Approvals and designations made by the U.S. Food and Drug Administration for the week ended May 25.

Approvals

* Novartis AG's Piqray in combination with AstraZeneca PLC's endocrine therapy Faslodex for men and postmenopausal women with HR+, HER2- breast cancer with a PIK3CA mutation that has grown or spread to other parts of the body and has progressed after hormone therapy.

* AveXis Inc.'s Zolgensma as the first and only gene therapy for spinal muscular atrophy. AveXis is a unit of Basel, Switzerland-based Novartis.

* Incyte Corp.'s Jakafi as first treatment for acute graft versus host disease in patients who do not respond to steroid therapy.
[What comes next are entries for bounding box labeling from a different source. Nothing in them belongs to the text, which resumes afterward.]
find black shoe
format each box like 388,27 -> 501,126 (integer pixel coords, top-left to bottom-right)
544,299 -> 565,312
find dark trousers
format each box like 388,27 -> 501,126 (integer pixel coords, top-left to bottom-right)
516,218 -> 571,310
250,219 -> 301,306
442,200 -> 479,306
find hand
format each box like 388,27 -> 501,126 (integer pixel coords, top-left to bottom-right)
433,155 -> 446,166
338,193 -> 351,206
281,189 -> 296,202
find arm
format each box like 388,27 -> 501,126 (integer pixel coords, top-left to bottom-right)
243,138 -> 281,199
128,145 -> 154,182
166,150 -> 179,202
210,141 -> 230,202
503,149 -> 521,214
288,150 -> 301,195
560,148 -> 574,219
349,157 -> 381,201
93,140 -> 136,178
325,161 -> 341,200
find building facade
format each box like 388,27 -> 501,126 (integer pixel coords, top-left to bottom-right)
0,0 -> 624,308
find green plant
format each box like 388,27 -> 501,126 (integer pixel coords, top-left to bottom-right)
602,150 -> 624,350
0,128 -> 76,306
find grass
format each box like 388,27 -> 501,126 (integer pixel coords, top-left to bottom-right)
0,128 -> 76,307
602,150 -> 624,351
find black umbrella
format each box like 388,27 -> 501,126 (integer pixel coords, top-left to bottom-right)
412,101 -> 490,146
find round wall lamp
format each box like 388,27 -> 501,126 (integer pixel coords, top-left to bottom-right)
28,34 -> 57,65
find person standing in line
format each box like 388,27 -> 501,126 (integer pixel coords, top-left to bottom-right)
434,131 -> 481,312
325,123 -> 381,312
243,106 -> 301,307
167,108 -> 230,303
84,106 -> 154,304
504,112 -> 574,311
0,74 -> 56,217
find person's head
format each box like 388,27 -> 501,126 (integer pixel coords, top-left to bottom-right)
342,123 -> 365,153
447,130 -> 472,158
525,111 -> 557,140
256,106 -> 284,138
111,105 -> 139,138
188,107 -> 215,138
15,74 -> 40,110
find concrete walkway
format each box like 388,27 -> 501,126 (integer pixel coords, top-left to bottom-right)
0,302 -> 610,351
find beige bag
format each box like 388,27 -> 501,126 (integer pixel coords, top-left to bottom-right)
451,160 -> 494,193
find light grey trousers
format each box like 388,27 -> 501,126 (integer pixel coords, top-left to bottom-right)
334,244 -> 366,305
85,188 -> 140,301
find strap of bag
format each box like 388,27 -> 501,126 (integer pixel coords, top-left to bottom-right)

* InBios International Inc.'s ZIKV Detect 2.0 IgM Capture ELISA as the first test to diagnose Zika virus immunoglobulin, or IgM, antibodies in human blood.

* NovoCure Ltd.'s NovoTTF-100L System for use in combination with Eli Lilly and Co.'s Alimta and platinum-based chemotherapy as the initial treatment for malignant pleural mesothelioma that has grown outside the lungs or has spread to other parts of the body and cannot be removed via surgery.

* Mayne Pharma Group Ltd.'s Sorilux foam for treating plaque psoriasis in patients aged 12 years and above. The drug was previously approved for use in plaque psoriasis patients aged 18 years and older.

* Roche Holding AG's Cobas test for use in Cobas 6800/8800 Systems to detect trichomonas vaginalis and Mycoplasma genitalium.

* Hologic Inc.'s Aptima Combo 2 assay and Danaher Corp.'s Xpert CT/NG to detect chlamydia and gonorrhea via throat and rectum. The tests were previously cleared for testing urine, vaginal and endocervical samples.

* CD Diagnostics Inc.'s Synovasure Lateral Flow test kit as an aid to detect periprosthetic joint infection in the joint lubricating fluid of patients being evaluated for surgery to replace or compensate for a failed implant, or revision surgery.

* LBT Innovations Ltd.'s APAS Independence instrument with associated urine analysis module for automatic reading of culture plates.

* Qiagen NV's molecular diagnostic system QIAstat-Dx to detect and identify multiple respiratory viral and bacterial pathogens.

SNL Image
FDA headquarters in Silver Spring, Md.
Source: Associated Press

Priority review

* Avadel Pharmaceuticals PLC's hospital product candidate AV001 for an undisclosed indication.

Breakthrough therapy

* Iovance Biotherapeutics Inc.'s LN-145 for patients with cervical cancer that has spread to other parts of the body or keeps recurring, with disease progression on or after chemotherapy.